I got a Lawnmower Blenny about a week ago, and I don't think it's eating. I read that when they are rapidly breathing and opening up and closing their mouths that means they are hungry. When I open up the tank lid he just hides under a rock and doesn't come out. I have been trying to target feed him with a syringe, but I just don't think he is eating... :animated_fish_swimm


----------



## djrichie (May 15, 2008)

try feeding right before light out, seens to be a shy fish. if you have lunar lights you can check to see if the darken makes him come out.


----------



## AngelFish23 (Dec 31, 2008)

Okay! Thanks! I'll be sure to try that!


----------



## archer772 (Nov 8, 2008)

Try putting an algea sheet in if you havent yet


----------



## reefdaddy (Jan 6, 2009)

Yeppers the sheet should work, Shy fish will only roam at nite generaly so stick the sheet in let him get it at his leasure.


----------



## FreeEnterprise (Mar 5, 2009)

Is it a new tank?

Lawnmowers need algea. If your tank is established, it will eat off the glass, and rocks, and you probably wouldn't notice, as they can be shy till they get to know you... You can tell they are doing it by the little round holes in the algea on the glass that they leave behind.

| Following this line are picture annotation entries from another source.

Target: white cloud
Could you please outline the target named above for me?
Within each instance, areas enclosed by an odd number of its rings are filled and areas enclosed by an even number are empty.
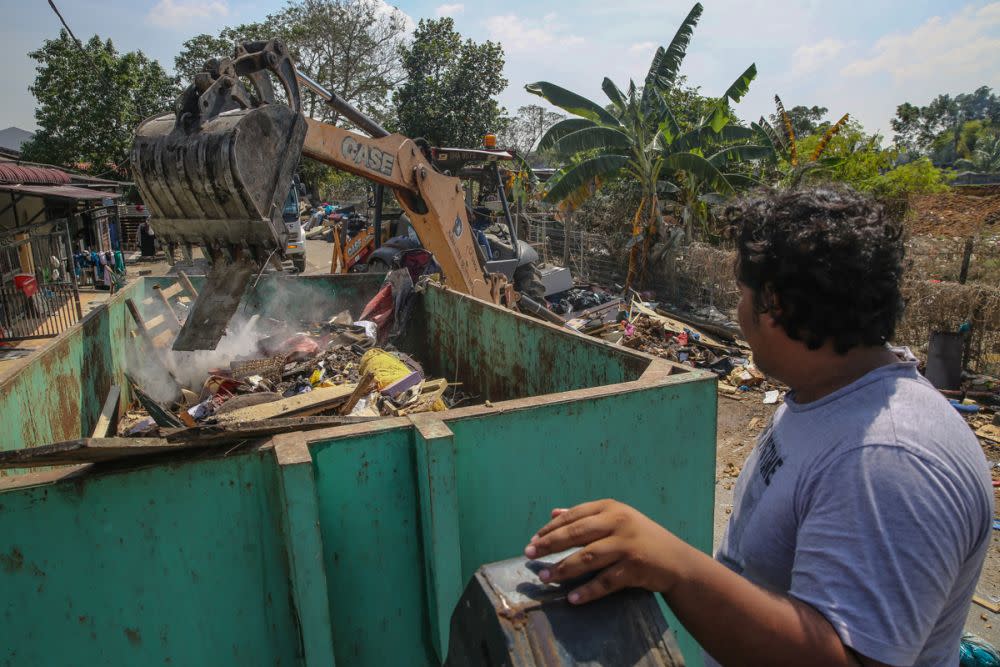
[[[461,14],[465,11],[465,5],[461,2],[456,2],[453,5],[438,5],[437,9],[434,10],[434,14],[441,18],[442,16],[454,16],[455,14]]]
[[[553,47],[569,47],[582,44],[578,35],[567,34],[563,26],[556,23],[557,15],[546,14],[541,22],[528,21],[515,14],[490,16],[486,19],[489,38],[503,44],[507,53],[533,52]]]
[[[656,48],[659,46],[656,42],[637,42],[632,46],[628,47],[628,50],[632,53],[656,53]]]
[[[806,74],[819,69],[836,58],[847,46],[839,39],[827,37],[814,44],[803,44],[792,54],[792,75]]]
[[[1000,52],[1000,2],[965,7],[951,18],[933,16],[908,33],[882,37],[873,53],[849,63],[845,76],[890,74],[896,82],[947,82],[953,77],[989,74]]]
[[[417,22],[413,20],[413,17],[404,12],[399,7],[390,5],[385,0],[367,0],[372,5],[375,6],[375,11],[383,16],[396,16],[403,20],[403,30],[409,34],[412,33],[416,27]]]
[[[161,28],[181,28],[188,27],[193,21],[225,16],[229,16],[226,0],[160,0],[146,14],[146,21]]]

Plus, some fish caught in the wild just can't make the switch to tank life... sadly it happens. 

You can look at his belly to see if he is eating, its pretty obvious if it is shrunken in, or swelled out.

I love those fish, they look like a dr. suess fish. My wife named mine lucifer... She didn't like how it was always staring at her.


----------



## moparmussel (Nov 7, 2008)

i break up an algae wafer and let it drop to bottom,works great!


----------